Campari is the bitter red Italian liqueur used for Negronis and countless other cocktail recipes. If you’ve got a bottle of Campari laying around, here are some recipes to try, including the Negroni, Paper Plane and The Jungle Bird.
Negroni Cocktail
A Negroni is a classic way to begin a meal in Italy. This bittersweet drink is the perfect palette cleanser to start off with. Made with gin, Campari, sweet vermouth, and orange peel.
Paper Plane Cocktail
This Paper Plane cocktail uses only four ingredients: bourbon, Campari, amaro nonino, and lemon juice. This is one of Elsie’s favorite cocktail recipes—let us know if you try it.
Jungle Bird Cocktail
A Jungle Bird cocktail is made with blackstrap rum, Campari, pineapple juice, fresh lime juice and demerara syrup.
Americano Cocktail
This Americano cocktail using Campari, sweet vermouth and sparkling water. You’ll love this refreshing Italian cocktail.
Campari Spritz
A Campari Spritz is a bitter, bubbly drink made with just three ingredients: Campari, Prosecco, soda water, and orange slice.
Boulevardier Cocktail
Let’s learn the classic recipe for a Boulevardier cocktail. Using Campari, bourbon (or rye whiskey) and sweet vermouth, you can mix this stiff, flavorful cocktail.
Homemade Pimm’s Liqueur
This Pimm’s liqueur goes down easy and they’re super pretty, usually because the drink is decorated with an elaborate fruit garnish. Ingredients include orange, gin, sweet vermouth, orange liqueur, and Campari.

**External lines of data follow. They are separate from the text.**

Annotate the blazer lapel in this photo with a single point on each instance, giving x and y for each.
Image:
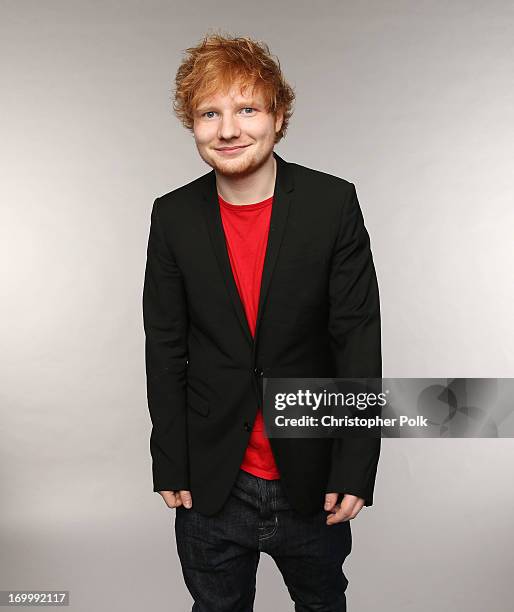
(281, 202)
(282, 197)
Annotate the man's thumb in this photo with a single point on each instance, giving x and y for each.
(185, 496)
(330, 500)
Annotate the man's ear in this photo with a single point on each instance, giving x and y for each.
(279, 119)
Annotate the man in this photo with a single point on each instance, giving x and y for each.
(260, 268)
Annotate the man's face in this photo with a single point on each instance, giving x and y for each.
(234, 133)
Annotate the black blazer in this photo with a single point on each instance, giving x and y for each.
(318, 316)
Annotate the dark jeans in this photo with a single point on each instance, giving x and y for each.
(219, 554)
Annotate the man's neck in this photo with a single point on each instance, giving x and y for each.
(251, 189)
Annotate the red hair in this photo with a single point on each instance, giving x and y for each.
(217, 63)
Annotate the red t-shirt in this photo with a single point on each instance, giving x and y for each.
(246, 233)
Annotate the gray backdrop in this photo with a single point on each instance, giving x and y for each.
(411, 101)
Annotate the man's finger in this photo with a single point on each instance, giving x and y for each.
(171, 498)
(350, 507)
(330, 500)
(186, 498)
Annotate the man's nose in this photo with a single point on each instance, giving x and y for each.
(229, 127)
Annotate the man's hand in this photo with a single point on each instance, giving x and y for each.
(350, 506)
(174, 499)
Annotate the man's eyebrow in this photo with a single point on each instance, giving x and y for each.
(242, 103)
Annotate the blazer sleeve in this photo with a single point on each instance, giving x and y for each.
(354, 328)
(165, 324)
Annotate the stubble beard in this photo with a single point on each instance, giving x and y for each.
(237, 168)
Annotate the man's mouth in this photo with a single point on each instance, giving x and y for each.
(234, 148)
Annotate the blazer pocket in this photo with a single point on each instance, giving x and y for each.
(197, 402)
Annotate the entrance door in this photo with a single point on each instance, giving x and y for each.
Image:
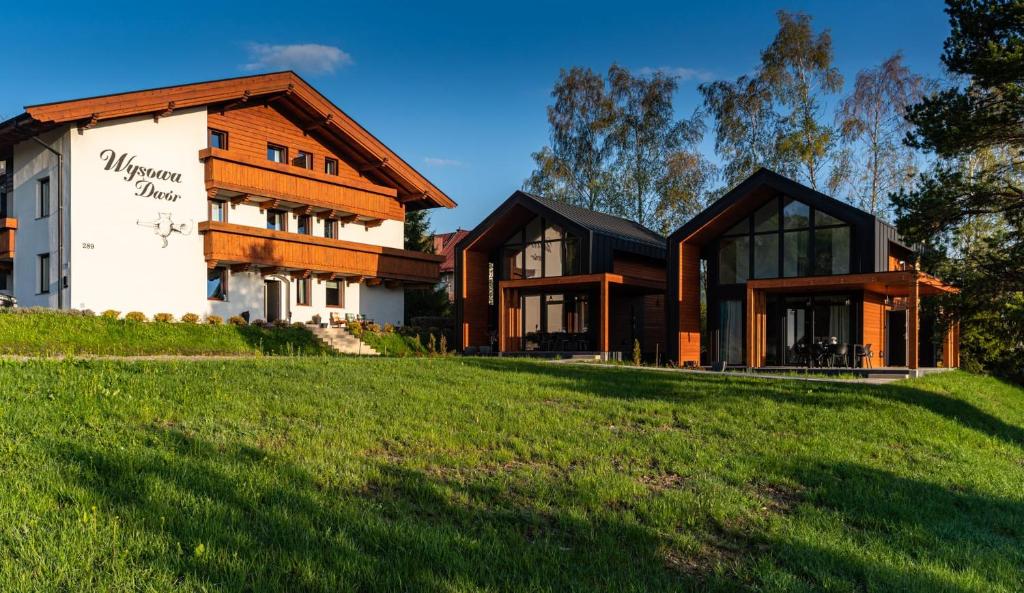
(271, 296)
(896, 338)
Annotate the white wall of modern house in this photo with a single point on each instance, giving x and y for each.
(116, 257)
(37, 233)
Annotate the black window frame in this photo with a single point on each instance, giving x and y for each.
(43, 198)
(521, 245)
(341, 293)
(283, 150)
(303, 292)
(43, 272)
(306, 157)
(223, 284)
(218, 133)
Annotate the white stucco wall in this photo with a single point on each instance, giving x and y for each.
(35, 236)
(117, 261)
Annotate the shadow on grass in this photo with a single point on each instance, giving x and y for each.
(871, 530)
(688, 388)
(266, 524)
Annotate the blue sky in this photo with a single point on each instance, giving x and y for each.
(459, 90)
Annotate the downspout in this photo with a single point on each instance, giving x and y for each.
(61, 279)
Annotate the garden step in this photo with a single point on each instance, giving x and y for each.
(341, 340)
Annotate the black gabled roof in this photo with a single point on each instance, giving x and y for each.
(600, 222)
(783, 185)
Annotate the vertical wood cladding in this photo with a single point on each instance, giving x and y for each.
(638, 266)
(250, 129)
(875, 325)
(688, 291)
(474, 295)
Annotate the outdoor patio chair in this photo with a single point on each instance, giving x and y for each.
(840, 356)
(863, 354)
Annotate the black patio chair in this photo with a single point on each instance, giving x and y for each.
(841, 354)
(863, 354)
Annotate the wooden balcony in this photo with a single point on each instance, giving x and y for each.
(239, 177)
(7, 228)
(248, 247)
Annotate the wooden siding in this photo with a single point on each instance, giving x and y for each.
(224, 243)
(7, 228)
(875, 324)
(251, 129)
(626, 264)
(239, 174)
(474, 298)
(285, 89)
(688, 291)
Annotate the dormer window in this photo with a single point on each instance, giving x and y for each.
(276, 154)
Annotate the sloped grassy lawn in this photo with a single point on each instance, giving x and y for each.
(452, 474)
(53, 333)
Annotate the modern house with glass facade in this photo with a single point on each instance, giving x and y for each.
(253, 197)
(543, 277)
(790, 277)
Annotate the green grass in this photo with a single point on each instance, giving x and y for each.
(474, 474)
(52, 333)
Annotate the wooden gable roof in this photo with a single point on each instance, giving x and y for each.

Thank you for putting together this delicious list of Campari cocktails all in one place. It’s one of my favorite cocktail ingredients! I’m a huge fan of the recipes you share.
Thank you Allison!
I’ve been following your blog for 10+ years, and I thought I should let you know that the content quality has degraded so drastically in the last year that I’m no longer going to be visiting your site. I was here for the home updates and DIYs, not the recipes, but the recipes you used to post were at least relevant. It’s obvious that you’re posting to optimize SEO and aren’t actually writing to be read anymore. Good luck with the rebrand; I hope you get lots of traffic from Google.
Hi Sarah,
First of- thank you so much for reading for 10+ years. It means a lot to us. We’re grateful for the many seasons this blog has had from the very early “live journal” style posts to the content we are currently sharing.
The truth is that we’re working the hardest on our content we ever have. Two years ago our business was facing financial hardship. It was no longer viable for us to post the content we were sharing. Optimizing for SEO gave us the chance to regain financial stability. This site is a main source of income for three families- so, yes, that is very important to us.
The vast majority of all other professional lifestyle / craft/ DIY bloggers have also shifted message but to sell you clothes, products. I appreciate the information / educational aspect much more here. The landscape of how to make money at blogs has shifted to affiliate links, sponsors, selling books or courses, and SEO style blogging. If you want writing and pretty pics with ads as the only way the content creators make money, that internet only exists in hobbyists that don’t need to make money from their sites, not professionals. I respect the quality of work Elsie, Emma and team put in. Browse some other recipe sites to compare – they are doing a great job in their new niche!
Delicious and they all look so pretty too!